Choix. Plus inquiétant est ce qui se joue actuellement sur les traitements. Schématiquement, dans les pays du Sud, le patient reçoit au départ une trithérapie dite de première ligne : celle-ci est efficace, économique (moins de 200 dollars par an). Mais pour 10 % des patients, il faut au bout d’un certain temps en changer pour passer à une trithérapie dite de seconde ligne. Celle-là est beaucoup plus chère, « entre 6 et 40 fois plus », selon l’Onusida  .

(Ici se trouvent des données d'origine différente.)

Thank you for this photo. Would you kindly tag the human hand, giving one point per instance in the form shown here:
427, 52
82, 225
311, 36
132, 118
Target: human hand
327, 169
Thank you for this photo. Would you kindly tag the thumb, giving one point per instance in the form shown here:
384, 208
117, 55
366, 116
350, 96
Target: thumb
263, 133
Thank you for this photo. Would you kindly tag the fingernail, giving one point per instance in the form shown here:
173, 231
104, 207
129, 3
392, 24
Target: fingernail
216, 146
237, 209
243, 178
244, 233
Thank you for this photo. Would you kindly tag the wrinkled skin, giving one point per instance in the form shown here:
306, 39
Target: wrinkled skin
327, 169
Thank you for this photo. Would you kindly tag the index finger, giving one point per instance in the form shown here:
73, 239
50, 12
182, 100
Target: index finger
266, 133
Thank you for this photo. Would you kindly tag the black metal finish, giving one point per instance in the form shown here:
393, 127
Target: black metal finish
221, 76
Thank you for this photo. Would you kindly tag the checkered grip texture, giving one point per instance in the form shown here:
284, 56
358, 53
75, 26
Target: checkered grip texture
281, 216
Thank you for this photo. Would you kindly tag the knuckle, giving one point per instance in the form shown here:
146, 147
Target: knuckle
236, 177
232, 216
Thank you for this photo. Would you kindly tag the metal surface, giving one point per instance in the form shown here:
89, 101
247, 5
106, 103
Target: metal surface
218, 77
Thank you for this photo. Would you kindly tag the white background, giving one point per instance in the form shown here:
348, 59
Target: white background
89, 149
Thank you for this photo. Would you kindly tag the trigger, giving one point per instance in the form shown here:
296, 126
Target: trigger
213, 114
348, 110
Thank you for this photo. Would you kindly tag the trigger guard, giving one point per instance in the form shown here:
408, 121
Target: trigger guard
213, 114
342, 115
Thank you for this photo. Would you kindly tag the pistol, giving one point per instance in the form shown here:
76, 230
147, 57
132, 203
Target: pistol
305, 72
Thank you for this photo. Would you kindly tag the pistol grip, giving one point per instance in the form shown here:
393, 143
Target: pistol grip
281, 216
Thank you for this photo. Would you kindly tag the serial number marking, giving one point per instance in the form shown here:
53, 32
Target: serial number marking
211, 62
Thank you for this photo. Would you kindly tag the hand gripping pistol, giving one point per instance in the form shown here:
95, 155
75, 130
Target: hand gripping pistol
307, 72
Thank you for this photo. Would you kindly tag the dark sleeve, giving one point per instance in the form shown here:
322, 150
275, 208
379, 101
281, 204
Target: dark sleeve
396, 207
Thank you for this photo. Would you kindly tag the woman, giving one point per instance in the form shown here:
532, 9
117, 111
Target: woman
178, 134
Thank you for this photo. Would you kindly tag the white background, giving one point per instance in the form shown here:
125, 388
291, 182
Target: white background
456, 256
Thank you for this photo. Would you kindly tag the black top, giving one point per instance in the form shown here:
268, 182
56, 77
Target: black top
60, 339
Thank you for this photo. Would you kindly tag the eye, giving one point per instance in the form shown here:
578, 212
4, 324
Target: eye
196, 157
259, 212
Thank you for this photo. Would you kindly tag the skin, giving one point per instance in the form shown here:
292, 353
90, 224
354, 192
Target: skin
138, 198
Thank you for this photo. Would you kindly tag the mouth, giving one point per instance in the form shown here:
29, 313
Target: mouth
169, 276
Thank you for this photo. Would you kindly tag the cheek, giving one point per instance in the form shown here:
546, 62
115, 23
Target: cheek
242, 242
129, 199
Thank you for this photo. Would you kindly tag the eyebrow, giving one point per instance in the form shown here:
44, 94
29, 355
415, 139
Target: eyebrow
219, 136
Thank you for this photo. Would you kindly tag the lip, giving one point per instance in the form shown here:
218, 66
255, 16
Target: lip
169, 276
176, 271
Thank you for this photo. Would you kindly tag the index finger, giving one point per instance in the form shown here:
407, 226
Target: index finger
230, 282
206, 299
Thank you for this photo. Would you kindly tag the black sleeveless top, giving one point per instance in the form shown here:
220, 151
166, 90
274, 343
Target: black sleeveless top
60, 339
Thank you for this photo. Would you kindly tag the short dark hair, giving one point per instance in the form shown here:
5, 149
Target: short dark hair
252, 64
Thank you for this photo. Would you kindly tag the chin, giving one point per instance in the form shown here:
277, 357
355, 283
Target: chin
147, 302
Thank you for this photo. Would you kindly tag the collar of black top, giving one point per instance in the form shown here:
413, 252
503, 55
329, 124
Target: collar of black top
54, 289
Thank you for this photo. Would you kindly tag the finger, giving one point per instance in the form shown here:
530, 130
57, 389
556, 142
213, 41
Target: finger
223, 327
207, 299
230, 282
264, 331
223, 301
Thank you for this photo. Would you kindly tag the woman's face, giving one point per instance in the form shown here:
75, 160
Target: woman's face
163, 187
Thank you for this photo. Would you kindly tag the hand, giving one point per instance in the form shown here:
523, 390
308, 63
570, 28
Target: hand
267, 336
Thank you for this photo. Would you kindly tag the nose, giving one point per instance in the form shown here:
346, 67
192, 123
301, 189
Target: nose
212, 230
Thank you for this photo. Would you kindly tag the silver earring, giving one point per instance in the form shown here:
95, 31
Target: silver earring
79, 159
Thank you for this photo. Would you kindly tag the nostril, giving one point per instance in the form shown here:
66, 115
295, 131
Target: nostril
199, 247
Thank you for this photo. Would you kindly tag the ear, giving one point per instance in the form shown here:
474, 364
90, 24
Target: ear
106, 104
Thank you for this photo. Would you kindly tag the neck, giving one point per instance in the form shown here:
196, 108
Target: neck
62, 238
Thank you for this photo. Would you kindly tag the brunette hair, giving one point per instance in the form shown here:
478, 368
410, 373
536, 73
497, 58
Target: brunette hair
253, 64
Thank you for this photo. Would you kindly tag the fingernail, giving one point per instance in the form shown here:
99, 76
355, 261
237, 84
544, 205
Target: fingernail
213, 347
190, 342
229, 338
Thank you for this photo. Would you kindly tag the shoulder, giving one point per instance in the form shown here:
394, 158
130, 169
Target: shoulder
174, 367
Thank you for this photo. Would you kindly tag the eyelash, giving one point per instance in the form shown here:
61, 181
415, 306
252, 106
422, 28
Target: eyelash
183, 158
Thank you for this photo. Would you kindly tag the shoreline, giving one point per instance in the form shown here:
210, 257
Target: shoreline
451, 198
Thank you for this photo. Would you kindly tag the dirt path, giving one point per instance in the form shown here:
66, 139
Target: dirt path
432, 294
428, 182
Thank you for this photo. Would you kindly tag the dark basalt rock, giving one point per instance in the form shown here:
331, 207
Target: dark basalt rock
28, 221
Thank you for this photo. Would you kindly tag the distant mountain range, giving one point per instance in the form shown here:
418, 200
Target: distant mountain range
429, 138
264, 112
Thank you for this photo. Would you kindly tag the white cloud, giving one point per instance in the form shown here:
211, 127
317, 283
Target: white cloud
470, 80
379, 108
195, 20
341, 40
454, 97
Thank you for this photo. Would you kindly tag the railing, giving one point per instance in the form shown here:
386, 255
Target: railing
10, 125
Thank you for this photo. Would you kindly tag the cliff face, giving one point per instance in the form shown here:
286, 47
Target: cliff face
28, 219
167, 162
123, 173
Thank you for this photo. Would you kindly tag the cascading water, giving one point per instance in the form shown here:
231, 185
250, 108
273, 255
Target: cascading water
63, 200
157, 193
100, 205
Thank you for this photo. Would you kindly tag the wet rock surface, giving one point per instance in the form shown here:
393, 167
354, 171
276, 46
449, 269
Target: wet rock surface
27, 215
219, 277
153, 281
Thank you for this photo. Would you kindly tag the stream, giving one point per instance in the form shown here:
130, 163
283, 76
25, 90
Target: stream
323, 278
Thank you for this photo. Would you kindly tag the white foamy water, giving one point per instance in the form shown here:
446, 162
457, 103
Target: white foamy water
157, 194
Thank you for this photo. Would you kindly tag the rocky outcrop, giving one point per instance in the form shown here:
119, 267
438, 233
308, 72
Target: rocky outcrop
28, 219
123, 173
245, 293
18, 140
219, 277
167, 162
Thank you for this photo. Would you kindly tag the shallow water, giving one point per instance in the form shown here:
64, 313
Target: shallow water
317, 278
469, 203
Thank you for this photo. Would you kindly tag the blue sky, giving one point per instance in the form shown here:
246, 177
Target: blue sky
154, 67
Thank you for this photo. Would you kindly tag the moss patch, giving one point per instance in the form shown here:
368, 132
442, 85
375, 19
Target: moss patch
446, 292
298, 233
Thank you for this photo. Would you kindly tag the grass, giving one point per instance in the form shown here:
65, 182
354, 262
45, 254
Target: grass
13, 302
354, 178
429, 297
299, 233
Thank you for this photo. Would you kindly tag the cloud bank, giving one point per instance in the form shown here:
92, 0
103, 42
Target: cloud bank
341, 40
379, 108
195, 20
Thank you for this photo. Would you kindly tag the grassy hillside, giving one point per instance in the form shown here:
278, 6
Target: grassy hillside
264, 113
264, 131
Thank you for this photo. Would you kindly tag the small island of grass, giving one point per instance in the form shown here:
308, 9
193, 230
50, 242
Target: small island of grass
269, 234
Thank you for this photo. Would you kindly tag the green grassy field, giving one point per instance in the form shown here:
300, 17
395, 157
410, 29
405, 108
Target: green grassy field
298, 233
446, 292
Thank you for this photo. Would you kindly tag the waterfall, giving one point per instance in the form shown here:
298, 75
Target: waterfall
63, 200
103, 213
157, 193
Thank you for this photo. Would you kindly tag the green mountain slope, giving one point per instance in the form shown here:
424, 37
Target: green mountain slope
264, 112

Que va-t-il se passer en temps de rigueur financière ? « On va devoir faire des choix impossibles », s’alarme le professeur Jean-François Delfraissy, directeur de l’Agence française de lutte contre le sida  . « Faudra-t-il, dans les pays pauvres, choisir entre inclure de nouveaux patients ou bien changer de traitement pour certains patients qui en ont besoin ? » Au Cameroun, il n’y a pas un euro de disponible pour prendre en charge un nouveau patient sous traitement à partir du 1er janvier 2010.

Partout, cette crainte nouvelle de manquer de financements induit de nouveaux comportements. On commence à grignoter, pire, à s’adapter. Déjà, l’OMS   continue de préconiser dans les traitements de première ligne l’utilisation d’une molécule (la d4T) car elle est peu chère. Les associations de lutte contre le sida   dénoncent, pourtant, les effets secondaires de cette molécule. Dans au moins six pays africains, l’ONG Médecins sans frontières a pointé des ruptures d’approvisionnement de médicaments.